A
Saint-Pétersbourg, le tram est rouge et blanc. Plus anguleux qu'un
parallélépipède. on pourrait le poser
comme serre-livres dans une bibliothèque et il serait du voyage avec
les mots. Sur l'île de Vasilivskiy Ostrov, bien que le terrain soit
plat, il ressemble à une espèce de funiculaire
fantomatique. Les rues sont si larges, si peu encombrées que sa
disparition passerait inaperçue.
La vie, ici, en ce moment, ne se montre
pas. La vidéo que je regarde, son coupé, a peut-être été
prise un dimanche vers midi, sous le soleil. Je devine quelques
promeneurs en polo et lunettes noires. Je distingue un jeune couple avec
une poussette. Un bus entièrement bleu mais vide m'étonne.

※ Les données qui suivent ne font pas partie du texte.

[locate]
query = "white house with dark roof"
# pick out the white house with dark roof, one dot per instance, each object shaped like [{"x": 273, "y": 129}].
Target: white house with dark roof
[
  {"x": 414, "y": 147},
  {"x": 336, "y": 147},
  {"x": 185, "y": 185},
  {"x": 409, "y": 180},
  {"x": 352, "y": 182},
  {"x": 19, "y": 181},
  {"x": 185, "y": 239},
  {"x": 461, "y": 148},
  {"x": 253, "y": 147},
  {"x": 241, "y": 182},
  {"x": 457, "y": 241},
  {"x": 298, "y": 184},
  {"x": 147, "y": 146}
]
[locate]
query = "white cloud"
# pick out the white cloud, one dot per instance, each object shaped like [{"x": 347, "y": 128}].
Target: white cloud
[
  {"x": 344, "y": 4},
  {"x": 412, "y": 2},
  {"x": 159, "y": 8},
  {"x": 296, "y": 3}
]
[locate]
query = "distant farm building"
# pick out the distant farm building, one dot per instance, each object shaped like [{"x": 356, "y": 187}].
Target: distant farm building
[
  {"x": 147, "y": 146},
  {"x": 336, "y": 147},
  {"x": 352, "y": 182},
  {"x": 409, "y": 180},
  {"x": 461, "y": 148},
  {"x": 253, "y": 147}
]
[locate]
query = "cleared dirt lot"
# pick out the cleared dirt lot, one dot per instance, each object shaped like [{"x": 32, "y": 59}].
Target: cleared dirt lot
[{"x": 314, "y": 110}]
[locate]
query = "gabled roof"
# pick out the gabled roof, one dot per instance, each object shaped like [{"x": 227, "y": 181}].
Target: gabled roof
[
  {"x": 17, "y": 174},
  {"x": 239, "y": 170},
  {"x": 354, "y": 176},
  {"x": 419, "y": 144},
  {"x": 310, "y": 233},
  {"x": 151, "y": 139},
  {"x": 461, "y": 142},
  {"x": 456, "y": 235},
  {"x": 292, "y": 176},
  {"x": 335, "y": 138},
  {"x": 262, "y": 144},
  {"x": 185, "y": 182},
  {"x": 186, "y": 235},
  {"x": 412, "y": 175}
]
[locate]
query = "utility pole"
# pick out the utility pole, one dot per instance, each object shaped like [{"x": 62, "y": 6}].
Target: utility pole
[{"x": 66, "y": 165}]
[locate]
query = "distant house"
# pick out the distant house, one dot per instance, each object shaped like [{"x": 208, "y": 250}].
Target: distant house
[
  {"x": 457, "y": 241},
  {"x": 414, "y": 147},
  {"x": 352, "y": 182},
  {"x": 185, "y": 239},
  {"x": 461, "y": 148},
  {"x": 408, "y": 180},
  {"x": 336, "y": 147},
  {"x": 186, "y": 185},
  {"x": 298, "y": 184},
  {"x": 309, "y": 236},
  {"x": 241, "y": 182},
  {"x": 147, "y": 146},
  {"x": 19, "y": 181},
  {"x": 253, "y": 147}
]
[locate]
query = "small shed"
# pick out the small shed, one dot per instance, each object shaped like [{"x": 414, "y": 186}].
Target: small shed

Où sommes-nous vraiment ? Quelle est la destination du tram ? Si
j'ignore les rares enseignes en cyrillique sur lesquelles le film
s'attarde à dessein, je peux me croire dans tel ou tel tronçon
de la rue Achard. Mêmes immeubles austères des années mille neuf
cent trente. Mêmes portes d'entrée lépreuses. Mêmes ombres rachitiques
embusquées dans les embrasures.
Un arrêt sur image bien
choisi et l'illusion serait presque parfaite. Il suffirait d'en
décalquer les contours et de les transposer n'importe où, n'importe
quand. Le but ne serait pas de démontrer je ne sais quelle
théorie générale mais de découvrir une découpe identique du paysage,
de préférence aux antipodes, pour éprouver l'ivresse de
l'incompréhension. Un original persévérant, ayant beaucoup de temps à
tuer, pourrait s'y essayer. Il n'aurait même pas à se déplacer. Avec
un ordinateur et une organisation méthodique, l'aventure est viable.

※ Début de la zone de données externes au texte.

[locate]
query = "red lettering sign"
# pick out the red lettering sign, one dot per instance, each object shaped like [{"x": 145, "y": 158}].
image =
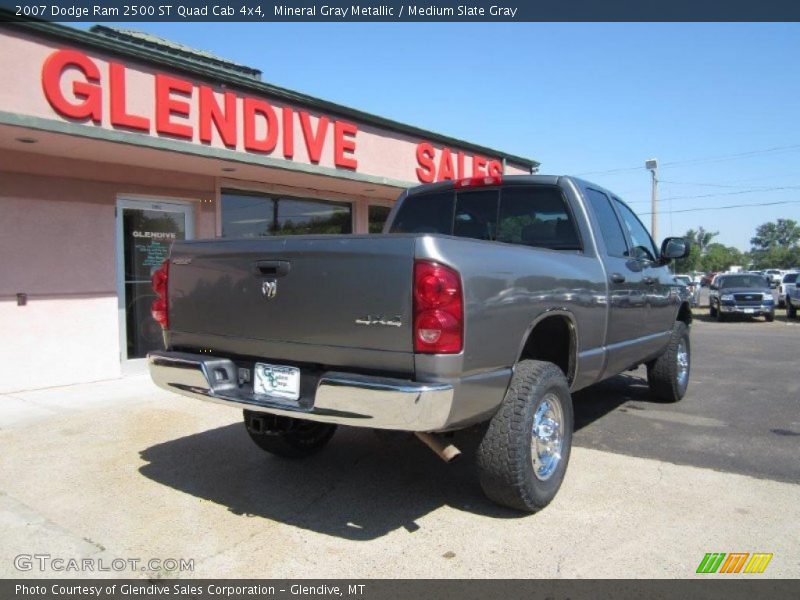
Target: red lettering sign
[
  {"x": 211, "y": 112},
  {"x": 344, "y": 141},
  {"x": 167, "y": 106},
  {"x": 88, "y": 92},
  {"x": 174, "y": 114},
  {"x": 428, "y": 171},
  {"x": 254, "y": 108},
  {"x": 119, "y": 113}
]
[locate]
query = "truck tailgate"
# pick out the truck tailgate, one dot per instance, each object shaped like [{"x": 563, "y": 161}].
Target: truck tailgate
[{"x": 296, "y": 298}]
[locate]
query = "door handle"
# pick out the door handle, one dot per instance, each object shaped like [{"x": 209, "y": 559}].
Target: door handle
[{"x": 274, "y": 268}]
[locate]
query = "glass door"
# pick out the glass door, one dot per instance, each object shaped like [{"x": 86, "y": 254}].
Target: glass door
[{"x": 145, "y": 232}]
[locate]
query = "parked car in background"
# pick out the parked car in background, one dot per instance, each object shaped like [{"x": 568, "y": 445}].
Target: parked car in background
[
  {"x": 692, "y": 287},
  {"x": 774, "y": 276},
  {"x": 741, "y": 294},
  {"x": 706, "y": 279},
  {"x": 792, "y": 302},
  {"x": 788, "y": 282}
]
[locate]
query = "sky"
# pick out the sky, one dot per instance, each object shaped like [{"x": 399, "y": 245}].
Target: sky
[{"x": 717, "y": 104}]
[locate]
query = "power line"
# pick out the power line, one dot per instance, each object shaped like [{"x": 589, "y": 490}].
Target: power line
[
  {"x": 729, "y": 206},
  {"x": 710, "y": 159},
  {"x": 736, "y": 193}
]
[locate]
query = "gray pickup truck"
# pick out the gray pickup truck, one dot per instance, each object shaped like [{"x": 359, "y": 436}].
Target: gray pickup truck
[{"x": 485, "y": 300}]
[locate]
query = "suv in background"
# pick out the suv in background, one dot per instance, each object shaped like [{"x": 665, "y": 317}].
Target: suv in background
[
  {"x": 692, "y": 287},
  {"x": 788, "y": 282},
  {"x": 741, "y": 294},
  {"x": 774, "y": 276}
]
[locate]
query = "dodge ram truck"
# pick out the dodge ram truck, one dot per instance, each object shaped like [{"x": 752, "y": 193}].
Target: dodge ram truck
[{"x": 485, "y": 302}]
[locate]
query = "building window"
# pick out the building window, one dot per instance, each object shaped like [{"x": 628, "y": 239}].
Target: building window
[
  {"x": 254, "y": 215},
  {"x": 377, "y": 217}
]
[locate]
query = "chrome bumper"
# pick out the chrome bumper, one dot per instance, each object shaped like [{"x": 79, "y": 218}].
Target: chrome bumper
[
  {"x": 747, "y": 310},
  {"x": 342, "y": 398}
]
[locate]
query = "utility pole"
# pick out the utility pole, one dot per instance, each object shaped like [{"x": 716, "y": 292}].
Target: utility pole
[{"x": 652, "y": 165}]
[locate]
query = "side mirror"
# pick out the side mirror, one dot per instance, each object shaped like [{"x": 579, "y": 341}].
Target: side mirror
[{"x": 674, "y": 248}]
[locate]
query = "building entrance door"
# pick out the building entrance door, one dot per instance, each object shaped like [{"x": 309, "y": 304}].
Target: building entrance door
[{"x": 145, "y": 231}]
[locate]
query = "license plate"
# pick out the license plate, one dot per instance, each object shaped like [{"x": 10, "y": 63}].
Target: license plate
[{"x": 277, "y": 381}]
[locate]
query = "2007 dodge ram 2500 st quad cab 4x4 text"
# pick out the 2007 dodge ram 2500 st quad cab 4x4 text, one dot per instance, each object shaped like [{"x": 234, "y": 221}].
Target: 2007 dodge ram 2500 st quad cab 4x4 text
[{"x": 485, "y": 299}]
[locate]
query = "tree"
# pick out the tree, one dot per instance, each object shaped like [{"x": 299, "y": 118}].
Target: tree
[
  {"x": 783, "y": 233},
  {"x": 719, "y": 257},
  {"x": 775, "y": 245},
  {"x": 701, "y": 238}
]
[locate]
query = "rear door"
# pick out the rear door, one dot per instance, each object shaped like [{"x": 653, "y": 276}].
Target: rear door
[
  {"x": 656, "y": 277},
  {"x": 627, "y": 310}
]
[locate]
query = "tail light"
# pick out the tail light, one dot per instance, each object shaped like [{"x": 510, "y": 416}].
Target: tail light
[
  {"x": 438, "y": 309},
  {"x": 160, "y": 307}
]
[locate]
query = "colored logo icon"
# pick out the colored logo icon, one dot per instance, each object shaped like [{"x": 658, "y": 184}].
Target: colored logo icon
[{"x": 734, "y": 562}]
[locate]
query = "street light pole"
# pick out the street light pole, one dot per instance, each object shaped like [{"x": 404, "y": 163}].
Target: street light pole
[{"x": 652, "y": 165}]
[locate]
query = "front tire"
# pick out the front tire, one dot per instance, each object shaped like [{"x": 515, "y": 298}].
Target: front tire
[
  {"x": 287, "y": 437},
  {"x": 668, "y": 375},
  {"x": 523, "y": 457}
]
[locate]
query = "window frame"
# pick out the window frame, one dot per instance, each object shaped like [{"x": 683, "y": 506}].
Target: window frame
[
  {"x": 568, "y": 204},
  {"x": 275, "y": 198},
  {"x": 623, "y": 229},
  {"x": 626, "y": 231}
]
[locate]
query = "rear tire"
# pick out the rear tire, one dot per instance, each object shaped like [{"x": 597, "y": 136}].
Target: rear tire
[
  {"x": 287, "y": 437},
  {"x": 668, "y": 375},
  {"x": 523, "y": 456}
]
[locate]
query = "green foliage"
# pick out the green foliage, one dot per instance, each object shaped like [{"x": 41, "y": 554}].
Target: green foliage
[
  {"x": 783, "y": 233},
  {"x": 719, "y": 257},
  {"x": 775, "y": 245}
]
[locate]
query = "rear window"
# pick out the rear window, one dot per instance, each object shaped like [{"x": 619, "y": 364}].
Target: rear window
[
  {"x": 742, "y": 281},
  {"x": 526, "y": 215}
]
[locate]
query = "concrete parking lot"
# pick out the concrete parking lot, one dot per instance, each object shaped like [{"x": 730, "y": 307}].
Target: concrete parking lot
[{"x": 119, "y": 469}]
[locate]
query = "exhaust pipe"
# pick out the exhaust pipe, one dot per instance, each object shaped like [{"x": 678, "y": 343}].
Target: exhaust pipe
[{"x": 447, "y": 452}]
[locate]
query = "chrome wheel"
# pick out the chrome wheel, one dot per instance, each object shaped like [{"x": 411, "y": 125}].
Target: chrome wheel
[
  {"x": 547, "y": 437},
  {"x": 682, "y": 358}
]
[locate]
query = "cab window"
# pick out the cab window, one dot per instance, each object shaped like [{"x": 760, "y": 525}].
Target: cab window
[{"x": 642, "y": 246}]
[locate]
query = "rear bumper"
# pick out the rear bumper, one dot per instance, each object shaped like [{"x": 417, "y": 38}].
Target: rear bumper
[
  {"x": 748, "y": 310},
  {"x": 341, "y": 398}
]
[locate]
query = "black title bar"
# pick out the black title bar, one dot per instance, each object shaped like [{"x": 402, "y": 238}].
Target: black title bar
[{"x": 393, "y": 11}]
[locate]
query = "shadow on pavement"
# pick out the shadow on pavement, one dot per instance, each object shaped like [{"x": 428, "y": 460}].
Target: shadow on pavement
[
  {"x": 360, "y": 487},
  {"x": 598, "y": 400}
]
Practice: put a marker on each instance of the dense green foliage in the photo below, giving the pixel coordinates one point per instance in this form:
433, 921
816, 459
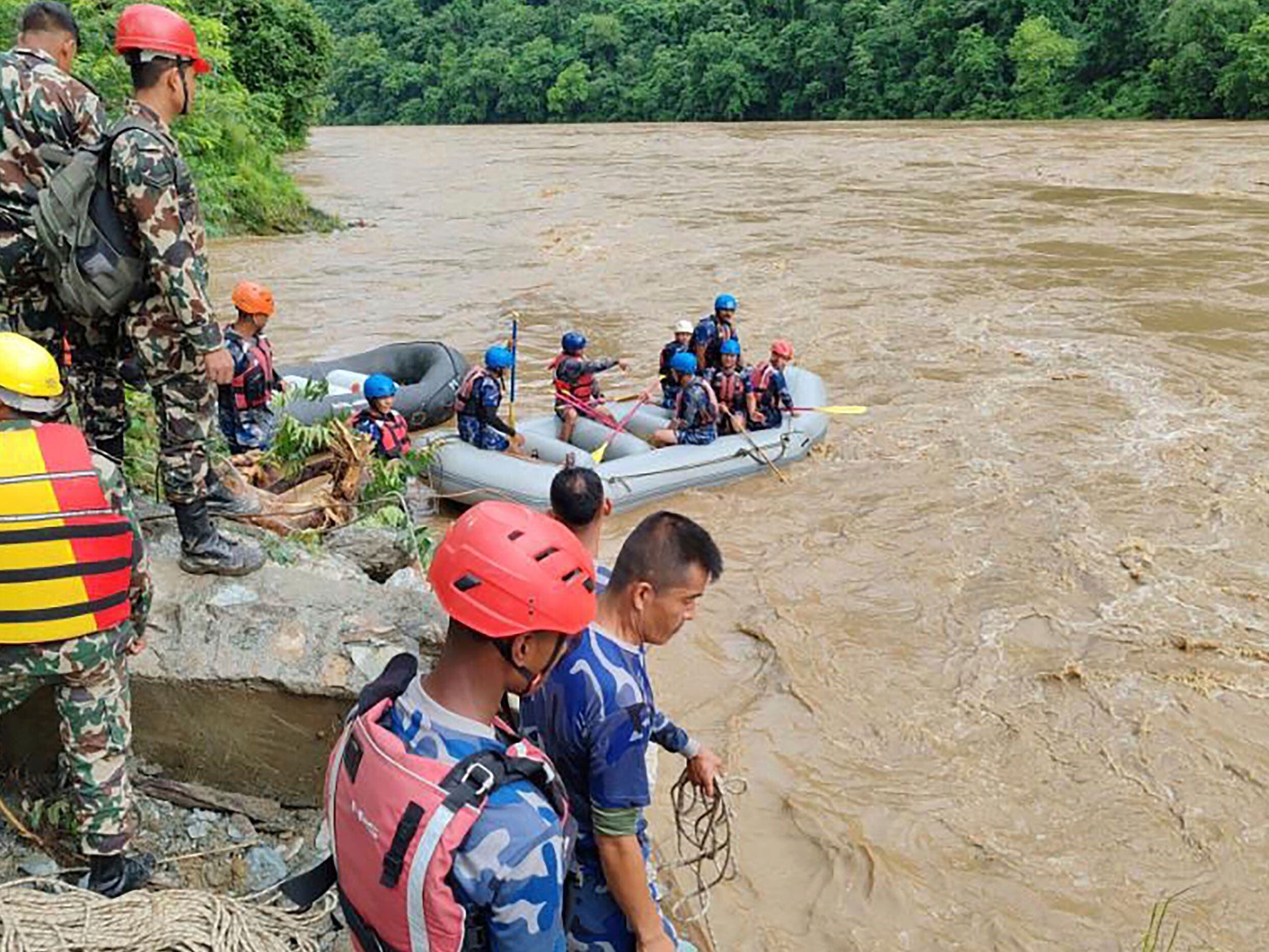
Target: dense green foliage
271, 59
437, 61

Internet fourmille de vidéos qui montrent toutes sortes
d'espaces dans toutes sortes de lieux habités ou non. Tout original
que soit notre quidam, il se satisferait des relevés les plus
approchants, qu'ils aurait notés avec une précision quasi
atomique sur du papier millimétré. Après les ultimes vérifications
d'usage, il se rendrait sur place. Une vingtaine d'heures d'avion
pendant lesquelles ses pensées, de conjecture en conjecture,
finiraient par s'égarer. Un autre bus entièrement bleu traverse la
vidéo. Un homme qui porte un sac attaché à sa ceinture court sur un
trottoir. Puis il revient sur ses pas, s'éponge le front
d'un revers de main. Est-il de Saint-Pétersbourg ? Est-ce plutôt un
touriste perdu ?
J'arrête le défilement de l'image et je l'agrandis. Cet
homme a des cheveux gris au niveau des tempes. De
chaque côté de son nez, une ride dessine un accent sur sa peau. Je
reste quelques minutes à observer ce visage que l'âge commence à
défaire. J'éteins brusquement l'ordinateur.